Non-binary Categorical Support

apakbin94 · December 3, 2020, 9:24pm

I had a question to which I did not find an answer anywhere (saw a reference to it for example here tho). I have been reading the XGB code for a while and I have seen some dramatic changes to the code specially in “src/common/quantile.cu” where the cuts are extracted in the current code. The former snapshot I was reading was for March.

To be more specific, the function responsible for extracting cuts is “PruneImpl” now but back then it was “ExtractCuts” (for the unweighted case). “PruneImpl” seems to consider whether the column is categorical and if it is, it would directly put the “SketchEntry” in the “out_cuts”.

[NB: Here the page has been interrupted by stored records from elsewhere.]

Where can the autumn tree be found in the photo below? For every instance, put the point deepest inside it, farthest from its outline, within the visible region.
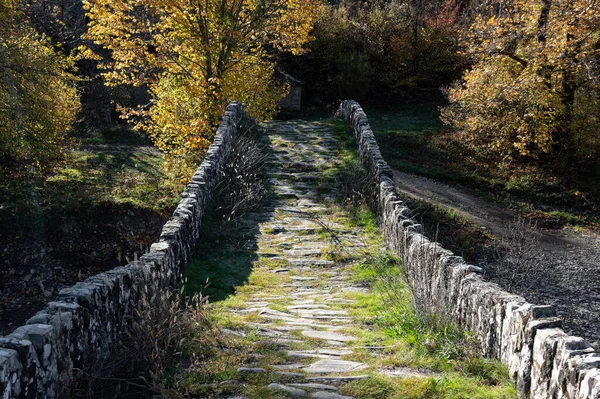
(534, 86)
(38, 101)
(194, 56)
(380, 51)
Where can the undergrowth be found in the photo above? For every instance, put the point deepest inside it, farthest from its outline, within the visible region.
(413, 139)
(420, 341)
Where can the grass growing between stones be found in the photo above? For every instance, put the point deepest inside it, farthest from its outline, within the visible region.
(270, 317)
(411, 342)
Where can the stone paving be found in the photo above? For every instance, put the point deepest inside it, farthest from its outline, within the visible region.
(307, 315)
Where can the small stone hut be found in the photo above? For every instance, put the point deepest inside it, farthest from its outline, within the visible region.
(293, 101)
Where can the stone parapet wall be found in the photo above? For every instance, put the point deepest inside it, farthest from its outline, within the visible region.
(37, 360)
(542, 359)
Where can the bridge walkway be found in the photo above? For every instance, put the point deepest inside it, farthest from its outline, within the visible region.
(302, 325)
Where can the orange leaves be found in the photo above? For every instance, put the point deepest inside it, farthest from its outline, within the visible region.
(522, 94)
(195, 57)
(38, 100)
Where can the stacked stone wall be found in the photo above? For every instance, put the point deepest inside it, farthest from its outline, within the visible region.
(542, 359)
(37, 360)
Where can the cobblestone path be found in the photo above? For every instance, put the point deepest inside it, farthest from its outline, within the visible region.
(295, 326)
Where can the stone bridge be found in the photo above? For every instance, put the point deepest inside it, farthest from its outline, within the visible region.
(37, 360)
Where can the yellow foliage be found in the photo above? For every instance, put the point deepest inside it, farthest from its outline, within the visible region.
(195, 56)
(38, 100)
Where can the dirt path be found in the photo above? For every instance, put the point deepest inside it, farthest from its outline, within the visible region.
(303, 325)
(571, 276)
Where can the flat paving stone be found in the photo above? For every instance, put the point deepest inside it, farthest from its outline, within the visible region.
(329, 395)
(337, 379)
(314, 385)
(327, 335)
(334, 366)
(251, 370)
(293, 392)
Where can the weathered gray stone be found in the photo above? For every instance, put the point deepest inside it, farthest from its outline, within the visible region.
(293, 392)
(334, 366)
(330, 336)
(92, 314)
(544, 362)
(251, 370)
(329, 395)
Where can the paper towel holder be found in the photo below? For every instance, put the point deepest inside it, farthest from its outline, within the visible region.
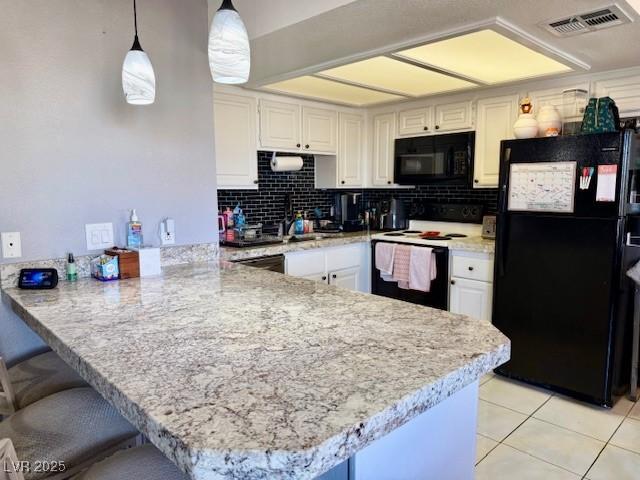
(296, 163)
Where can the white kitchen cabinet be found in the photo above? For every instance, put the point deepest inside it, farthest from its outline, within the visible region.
(471, 284)
(295, 128)
(382, 153)
(235, 141)
(349, 278)
(345, 266)
(279, 125)
(625, 92)
(346, 169)
(319, 130)
(453, 116)
(415, 121)
(351, 150)
(494, 123)
(471, 297)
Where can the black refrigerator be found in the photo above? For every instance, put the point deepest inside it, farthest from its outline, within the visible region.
(560, 293)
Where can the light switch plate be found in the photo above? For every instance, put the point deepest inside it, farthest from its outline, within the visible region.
(11, 245)
(99, 235)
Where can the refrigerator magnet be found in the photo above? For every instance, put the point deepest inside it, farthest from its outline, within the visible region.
(606, 189)
(585, 178)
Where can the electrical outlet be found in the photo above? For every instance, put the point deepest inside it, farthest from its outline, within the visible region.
(11, 245)
(99, 235)
(168, 232)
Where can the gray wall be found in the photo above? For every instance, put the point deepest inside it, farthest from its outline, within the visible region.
(73, 152)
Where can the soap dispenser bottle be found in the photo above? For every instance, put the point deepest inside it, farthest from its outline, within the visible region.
(134, 231)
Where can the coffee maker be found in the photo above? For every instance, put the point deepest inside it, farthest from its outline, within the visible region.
(347, 211)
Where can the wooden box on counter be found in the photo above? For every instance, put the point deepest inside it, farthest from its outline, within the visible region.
(128, 260)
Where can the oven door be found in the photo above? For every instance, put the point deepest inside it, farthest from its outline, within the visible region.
(438, 297)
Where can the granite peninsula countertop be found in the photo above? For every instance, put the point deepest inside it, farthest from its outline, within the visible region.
(471, 244)
(239, 373)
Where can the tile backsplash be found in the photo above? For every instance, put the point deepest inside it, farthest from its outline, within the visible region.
(267, 203)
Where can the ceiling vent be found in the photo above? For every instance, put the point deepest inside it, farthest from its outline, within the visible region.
(587, 22)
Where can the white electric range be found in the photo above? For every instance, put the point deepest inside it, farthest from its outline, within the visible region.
(446, 224)
(446, 232)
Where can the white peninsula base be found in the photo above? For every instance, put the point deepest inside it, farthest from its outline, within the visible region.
(438, 444)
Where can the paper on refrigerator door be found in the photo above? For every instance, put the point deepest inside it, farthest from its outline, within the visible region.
(542, 187)
(607, 177)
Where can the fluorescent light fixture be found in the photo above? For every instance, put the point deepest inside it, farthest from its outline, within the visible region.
(396, 76)
(485, 56)
(322, 89)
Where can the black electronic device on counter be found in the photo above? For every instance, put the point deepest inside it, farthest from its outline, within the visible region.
(38, 278)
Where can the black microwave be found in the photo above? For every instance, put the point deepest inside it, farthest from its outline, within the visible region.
(437, 159)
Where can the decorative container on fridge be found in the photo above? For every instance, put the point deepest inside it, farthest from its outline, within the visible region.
(549, 121)
(526, 126)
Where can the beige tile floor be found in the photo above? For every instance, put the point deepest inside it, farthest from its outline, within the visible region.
(530, 433)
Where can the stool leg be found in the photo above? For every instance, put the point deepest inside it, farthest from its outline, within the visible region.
(9, 465)
(6, 392)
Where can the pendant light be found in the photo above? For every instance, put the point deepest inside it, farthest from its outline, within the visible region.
(229, 54)
(138, 79)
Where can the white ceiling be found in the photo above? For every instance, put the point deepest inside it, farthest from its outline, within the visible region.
(365, 28)
(266, 16)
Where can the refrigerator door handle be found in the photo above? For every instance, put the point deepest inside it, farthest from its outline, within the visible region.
(501, 242)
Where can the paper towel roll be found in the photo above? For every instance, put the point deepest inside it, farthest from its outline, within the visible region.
(286, 164)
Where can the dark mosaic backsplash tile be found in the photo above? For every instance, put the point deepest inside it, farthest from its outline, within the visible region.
(267, 203)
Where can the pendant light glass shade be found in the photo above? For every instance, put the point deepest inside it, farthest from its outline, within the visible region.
(138, 78)
(229, 53)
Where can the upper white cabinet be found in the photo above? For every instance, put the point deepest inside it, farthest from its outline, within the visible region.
(319, 130)
(453, 116)
(415, 121)
(279, 125)
(347, 168)
(435, 119)
(624, 91)
(351, 150)
(235, 141)
(382, 153)
(291, 127)
(494, 123)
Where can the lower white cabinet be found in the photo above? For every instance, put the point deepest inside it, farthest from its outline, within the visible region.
(345, 266)
(471, 285)
(471, 297)
(349, 278)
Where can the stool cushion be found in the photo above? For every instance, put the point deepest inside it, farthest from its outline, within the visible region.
(40, 376)
(72, 426)
(145, 462)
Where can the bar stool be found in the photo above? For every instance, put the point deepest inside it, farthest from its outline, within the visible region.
(145, 462)
(75, 427)
(33, 379)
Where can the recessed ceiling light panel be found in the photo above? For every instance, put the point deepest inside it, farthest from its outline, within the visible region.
(328, 90)
(396, 76)
(485, 56)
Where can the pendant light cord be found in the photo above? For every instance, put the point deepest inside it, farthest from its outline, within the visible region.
(135, 17)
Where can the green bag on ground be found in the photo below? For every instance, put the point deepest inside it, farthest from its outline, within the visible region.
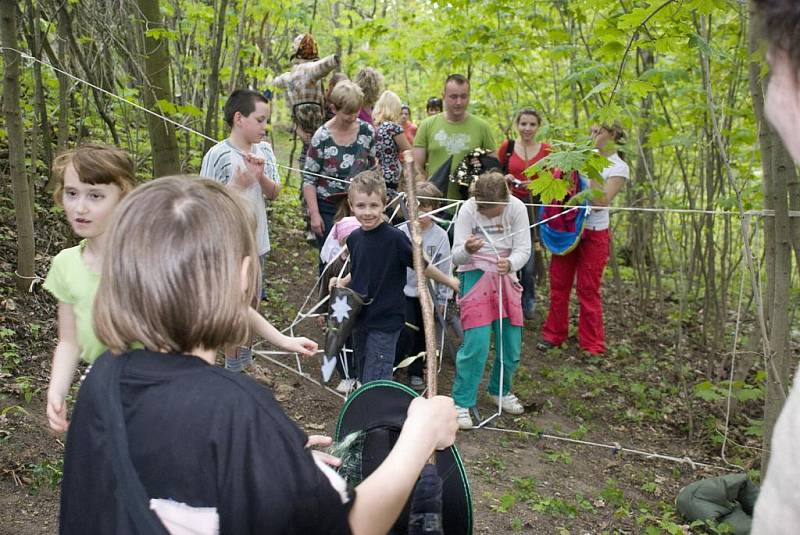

Now my question is, is it still the case that categorical columns need to be one-hot-encoded? or now we have this “is_cat” boolean which takes care of categorical columns?
If the latter is the case, how would pruning be done if we need to reduce the number of cuts to 256 (in case we have more than 256 categories)? I ask that because if we cannot have an order in categorical features, how are we distilling down 257+ categories into 256?

Also as a side note, if categorical features are to be treated differently (and not by one-hot-encoding and then treated like any other feature), does that mean that instead of having a (feature, value) pair for each node that decides data points going to the left node (if x[feature]<value) or right node(if x[feature]>=value), we will have categorical values where for example for x[categ_feature]==value we go to left and go to right otherwise?

hcho3 · December 4, 2020, 2:07am

is it still the case that categorical columns need to be one-hot-encoded?

Direct support for categorical split is currently in active development. So one-hot encoding will not be required in the near future.

how would pruning be done if we need to reduce the number of cuts to 256

All splits in XGBoost are two-way splits. The categorical splits will be in the form of set membership test, i.e. feature \in set.

Currently, XGBoost generates splits of form feature \in { value }, i.e. feature value will be tested against a single categorical value. In the future, XGBoost will also generate splits where the test set contains more than one test value.

hcho3 · December 16, 2020, 2:17am

@apakbin94 You can subscribe to https://github.com/dmlc/xgboost/issues/6503 to keep updated of the progress on categorical data support.